Post Go back to editing

BF537 hang on PPI / Ethernet producer / consumer app

We have a producer / consumer application that uses a BF537 on a custom board.

The producer is multi-channel data acquisition controlled by an FPGA over the PPI port.
The consumer (the BF537) streams the data to a Windows host over Ethernet.

The app used to work, but the hardware had to be updated due to parts obsolescence. On the new hardware, the app hangs. The app uses semaphores to manage consumer / producer synchronization.

Differences between the old and new revision per the BF537 program are:
--updated (obsolete PHY per http://www.analog.com/media/en/technical-documentation/application-notes/EE_315_Rev_1_06_07.pdf
--updated SDRAM
--slightly higher data throughput rate: PPI and Ethernet

The hang only occurs if when PPI and Ethernet I/O run concurrently.

When the app hangs, the code sits in the idle thread, and PPI interrupts continue to trigger. The handler posts new data-ready semaphores, but the thread that pends on data-ready never wakes up (or has disappeared). Unhit breakpoints at the end of each thread imply the threads should still be running. After more time, a PPI FIFO overflow is generated and the call stack shows a lock up around __wab7 + xxxx.

We are looking for any suggestions on possible causes and things to try to isolate the issue.

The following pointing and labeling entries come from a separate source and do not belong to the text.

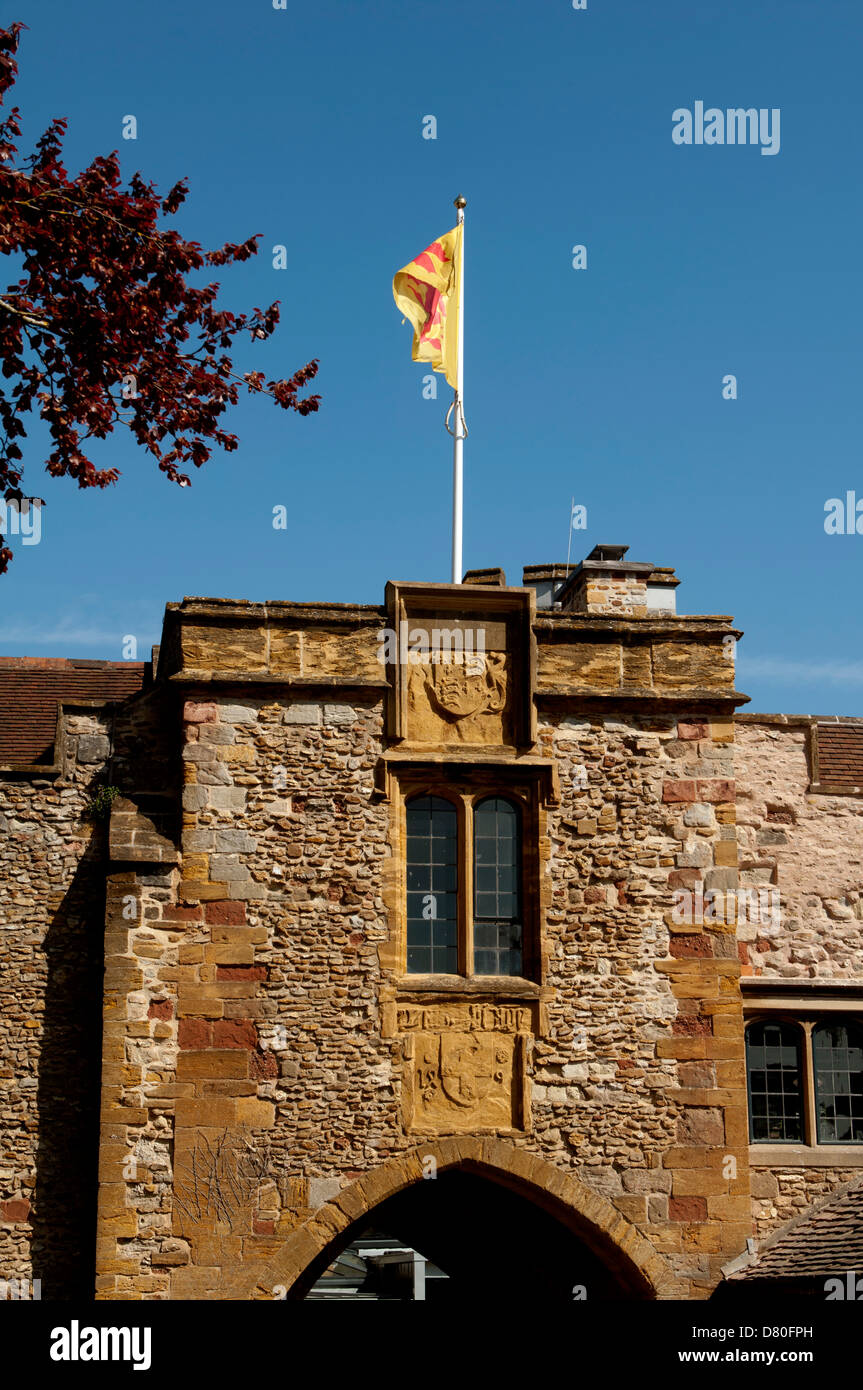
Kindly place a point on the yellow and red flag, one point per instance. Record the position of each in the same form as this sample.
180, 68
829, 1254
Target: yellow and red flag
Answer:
427, 292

FYI, we checked stack usage on all threads ... plenty of room prior to hang.  We have also checked the SDRAM / EBIU settings, and ran a successful SDRAM sweep without error.

  • Thanks for the summary of the issue.  With the details provided, it seems like you are running into a system bandwidth issue due to the "slightly higher throughput rate" on both the PPI and Ethernet, but it is tough to discern given some of the other information provided...you mention that "unhit breakpoints at the end of each thread imply the threads should still be running".  If the breakpoint is NOT hit, doesn't that imply that the thread is NOT running? Please confirm. Eliminating the possibility of thread stack overflows is very helpful, but if the threads are not running, this doesn't really mean much. Have you used the VDK debug windows to verify that the expected threads do run (even if only temporarily until the lock-up occurs)?

    Apart from that, are the semaphores that you are pending on located in internal or external memory? During debug, can you confirm that these semaphores are being set? If external, is it cacheable memory? And if cache is enabled, can you provide your cache settings? I am asking this because of the potential for cache line fills/writes and/or external core read/write operations being held off due to the increased PPI/Ethernet throughput rates, as the DMAs associated with them may be holding off the core accesses required to fetch the cache line externally.  To this, what is the setting of your EBIU_AMGCTL register (specifically the CDPRIO bit, bit 8)? 

    Further along that debug path, can you provide more detail around the "slightly higher" throughput rates?  Did your CLKIN design also change, or are you simply increasing the traffic on both the parallel port and the EMAC while also introducing the hardware changes for the PHY/SDRAM? Have you tried testing the NEW hardware at or (if the CLKIN design changed and you "rounded up" the clocking multipliers) slightly below the original rates to determine whether your hardware changes should be investigated further?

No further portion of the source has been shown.